Pris d’une soudaine fougue, l’homme au nœud défait saisit le petit homme par l’encolure de la veste.

 

- Une robe rouge. Vous avez bien dit rouge… un rouge sang, un rouge vermillon, un rouge carmin ?

- Monsieur, je vous en prie, calmez-vous …

- Savez-vous combien de rouges cohabitent sur cette terre ?

- Monsieur, lâchez-moi, vous m’étouffez…

- Vous étouffer moi ? Mais c’est vous qui m’étouffez avec votre insistance, vos insinuations douteuses, votre regard perdu, votre présence injustifiée !

- Mais c’est monsieur qui m’a demandé de rester …

Comme affaiblit par ces dernières paroles, l’homme au  nœud défait pencha la tête et fit quelques pas derrière lui. Se retournant il croisa son image dans un miroir.

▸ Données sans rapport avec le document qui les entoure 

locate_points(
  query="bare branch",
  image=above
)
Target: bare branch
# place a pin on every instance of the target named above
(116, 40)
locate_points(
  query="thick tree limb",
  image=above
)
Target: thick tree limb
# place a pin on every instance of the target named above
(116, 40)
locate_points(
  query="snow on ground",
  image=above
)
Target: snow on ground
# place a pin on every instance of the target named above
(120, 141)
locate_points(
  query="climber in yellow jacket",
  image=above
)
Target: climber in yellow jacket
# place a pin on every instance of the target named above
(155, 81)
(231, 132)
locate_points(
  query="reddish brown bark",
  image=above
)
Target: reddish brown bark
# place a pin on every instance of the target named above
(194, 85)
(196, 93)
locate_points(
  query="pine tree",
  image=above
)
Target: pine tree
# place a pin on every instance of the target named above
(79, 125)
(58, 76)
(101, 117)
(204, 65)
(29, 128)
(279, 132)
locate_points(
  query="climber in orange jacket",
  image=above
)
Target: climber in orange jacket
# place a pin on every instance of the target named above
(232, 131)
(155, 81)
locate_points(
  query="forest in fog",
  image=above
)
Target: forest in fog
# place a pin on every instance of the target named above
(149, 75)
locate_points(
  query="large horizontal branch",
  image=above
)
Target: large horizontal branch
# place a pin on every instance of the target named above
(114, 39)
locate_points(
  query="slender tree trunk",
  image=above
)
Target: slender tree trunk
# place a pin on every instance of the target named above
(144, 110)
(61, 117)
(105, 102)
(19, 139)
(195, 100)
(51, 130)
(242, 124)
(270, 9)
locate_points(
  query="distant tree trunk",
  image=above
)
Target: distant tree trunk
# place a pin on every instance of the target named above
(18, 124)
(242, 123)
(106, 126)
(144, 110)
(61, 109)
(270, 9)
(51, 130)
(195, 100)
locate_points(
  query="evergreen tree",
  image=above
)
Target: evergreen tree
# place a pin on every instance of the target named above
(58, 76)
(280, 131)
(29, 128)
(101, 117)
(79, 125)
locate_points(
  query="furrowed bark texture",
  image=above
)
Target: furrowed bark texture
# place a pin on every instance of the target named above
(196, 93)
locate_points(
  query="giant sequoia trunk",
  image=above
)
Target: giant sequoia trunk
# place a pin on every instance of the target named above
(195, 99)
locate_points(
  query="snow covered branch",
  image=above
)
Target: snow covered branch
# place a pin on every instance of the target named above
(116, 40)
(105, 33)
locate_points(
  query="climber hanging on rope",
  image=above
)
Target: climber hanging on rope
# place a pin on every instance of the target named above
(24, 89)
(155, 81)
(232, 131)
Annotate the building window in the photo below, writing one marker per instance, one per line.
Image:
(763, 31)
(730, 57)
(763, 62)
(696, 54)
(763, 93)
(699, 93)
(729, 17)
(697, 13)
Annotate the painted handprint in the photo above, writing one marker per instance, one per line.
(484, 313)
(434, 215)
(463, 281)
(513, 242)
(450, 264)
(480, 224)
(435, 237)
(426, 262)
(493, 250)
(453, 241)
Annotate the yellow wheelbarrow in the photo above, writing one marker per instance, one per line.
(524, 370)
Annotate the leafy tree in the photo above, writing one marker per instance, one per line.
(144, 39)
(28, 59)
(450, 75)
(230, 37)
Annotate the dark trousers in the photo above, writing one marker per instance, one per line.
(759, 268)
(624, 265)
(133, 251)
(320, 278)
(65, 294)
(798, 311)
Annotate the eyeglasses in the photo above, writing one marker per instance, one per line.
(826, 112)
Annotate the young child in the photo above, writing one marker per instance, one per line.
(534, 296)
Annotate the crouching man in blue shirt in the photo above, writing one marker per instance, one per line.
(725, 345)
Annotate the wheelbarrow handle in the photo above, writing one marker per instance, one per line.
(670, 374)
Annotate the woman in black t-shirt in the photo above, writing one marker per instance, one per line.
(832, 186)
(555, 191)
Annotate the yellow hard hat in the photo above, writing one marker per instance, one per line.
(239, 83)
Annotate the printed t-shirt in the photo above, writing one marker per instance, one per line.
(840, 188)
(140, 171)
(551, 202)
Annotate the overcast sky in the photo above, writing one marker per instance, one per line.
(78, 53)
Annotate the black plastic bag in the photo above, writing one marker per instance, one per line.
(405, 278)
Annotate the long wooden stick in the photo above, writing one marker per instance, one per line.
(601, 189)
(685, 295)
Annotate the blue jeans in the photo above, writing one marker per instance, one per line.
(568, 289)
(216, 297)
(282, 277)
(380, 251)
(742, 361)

L'oeil. En lui, il y a l'âme, il y a l'homme qui pense, l'homme qui aime, l'homme qui rit, l'homme qui souffre !

- Monsieur me parle ?

- Ce que l'on aime avec violence finit toujours par vous tuer...

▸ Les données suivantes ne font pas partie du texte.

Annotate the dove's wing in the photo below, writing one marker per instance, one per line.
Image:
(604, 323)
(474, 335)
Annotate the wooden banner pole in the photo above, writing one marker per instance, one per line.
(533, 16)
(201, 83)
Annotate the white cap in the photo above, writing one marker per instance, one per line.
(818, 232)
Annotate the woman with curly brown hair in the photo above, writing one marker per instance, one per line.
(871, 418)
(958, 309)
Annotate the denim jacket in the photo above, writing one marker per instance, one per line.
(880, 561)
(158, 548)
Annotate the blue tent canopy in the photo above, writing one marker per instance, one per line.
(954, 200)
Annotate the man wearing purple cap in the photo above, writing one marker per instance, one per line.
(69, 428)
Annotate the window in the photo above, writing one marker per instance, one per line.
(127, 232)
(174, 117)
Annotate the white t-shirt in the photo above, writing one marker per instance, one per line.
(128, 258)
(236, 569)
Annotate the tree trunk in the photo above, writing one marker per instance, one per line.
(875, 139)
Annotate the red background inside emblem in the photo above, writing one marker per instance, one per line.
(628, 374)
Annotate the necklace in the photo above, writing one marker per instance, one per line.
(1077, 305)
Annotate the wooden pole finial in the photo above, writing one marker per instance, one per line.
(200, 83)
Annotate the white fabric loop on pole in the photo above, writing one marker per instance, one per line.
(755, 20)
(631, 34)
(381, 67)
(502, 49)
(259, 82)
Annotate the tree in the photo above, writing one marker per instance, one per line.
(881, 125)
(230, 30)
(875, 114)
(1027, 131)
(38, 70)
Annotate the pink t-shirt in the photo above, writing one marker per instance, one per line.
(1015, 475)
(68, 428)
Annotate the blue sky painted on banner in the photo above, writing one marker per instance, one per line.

- Je vais partir monsieur, vous devriez vous reposer un peu.

Notre grand tourment dans l'existence vient de ce que nous sommes éternellement seuls, et tous nos efforts, tous nos actes ne tendent qu'à fuir cette solitude.

- Je vous souhaite une bonne journée …

Mais sait-on quels sont les sages et quels sont les fous, dans cette vie où la raison devrait souvent s'appeler sottise et la folie s'appeler génie ?

 

Le miroir se brisa sous le poing jeté de l’homme défait et de petits ruisseaux de sang creusèrent leur route sur la large main. L’homme tituba renversant la table. Le verre de lait se brisa sur le sol unissant sa couleur blanchâtre aux lignes sombres du parquet.

 

Un bruit sec me fit sursauter. En ouvrant les yeux je vis le soleil baisser à l’horizon. Les oiseaux chantaient encore. Derrière la tombe de Flaubert, je discernais les hauts de Rouen. Collé contre ma poitrine, le Horla de Maupassant, respirait avec moi et je versais une larme en souvenir de ces deux-là.

 

On finirait par devenir fou, ou par mourir, si on ne pouvait pas pleurer.